The Trial is an extremely intriguing allegorical tragedy about the systematic jargon the legal system has become.

It starts off with the main character Josef K. a senior banker getting arrested with no reason on a regular morning, therefore to solve this he devolves into a cyclical adventure in the deep dark bureaucratic system. At first he very much believes in justice but then he gets indirectly told that if he wants to win, he has to take advantage of some loophole or some systematic error. This makes him perplexed and annoyed as he does not want to continue his trial. Lucky for him since he spoke up, the bureaucratic system has pronounced him guilty and asks for him to be executed. 

 

After reading this book, I very much started to ask questions that I have avoided in my life. Questions such as: Is such a jargonistic bureaucratic system really beneficial? Another interesting thing this book portrays is the courtroom. When we think of a courtroom we usually think of a grand institution with big marble pillars and officals with wigs etc. But this book flips the normalities on our head and shows us a different reality, a slummy, old dirty hall which is interchangeably for a home. It makes us continuously question this metaphor and how messed up our legal system is.  

 

Another interesting idea is a fable told by a church pastor called before the law, and to summarise it: A doorkeeper is standing before the law and a man comes up to him and asks to be admitted before the law. However the doorkeeper rejects him and tells him he can’t be admitted to the law yet. The man asks him if he can be admitted and the doorkeeper tells him the possibility but not now.

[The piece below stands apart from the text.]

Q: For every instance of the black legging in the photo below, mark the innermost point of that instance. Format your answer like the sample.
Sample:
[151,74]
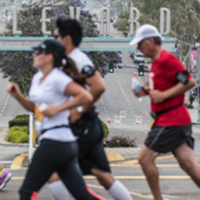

Therefore the man sits and waits for his time to be admitted to the law. The man however does try everything in his power to get in, but sadly everything he tries always fails and he gets told to keep waiting. As the years go by the man grows frail and dies, but before he dies he asks the doorkeeper one question: ‘How come nobody has used this door?’, the doorkeeper replies: ‘The door was only meant for you and now I am going to close it.’

 

Many debate about what Kafka meant by such doorkeeper metaphor but from my personal observation, I believe that there are two meanings: The Legal System, and Religion. For the first point, I believe Kafka wrote this extract to firstly foreshadow Josef K's death but secondly I believe he is trying to force us to question: What really is justice? My second point, I believe Kafka was trying to show his viewpoint of atheism, by using the idea of being told that they can go in, but never really being let in.

 

In my personal opinion this book is a must read for those who want to find a new perspective to our world.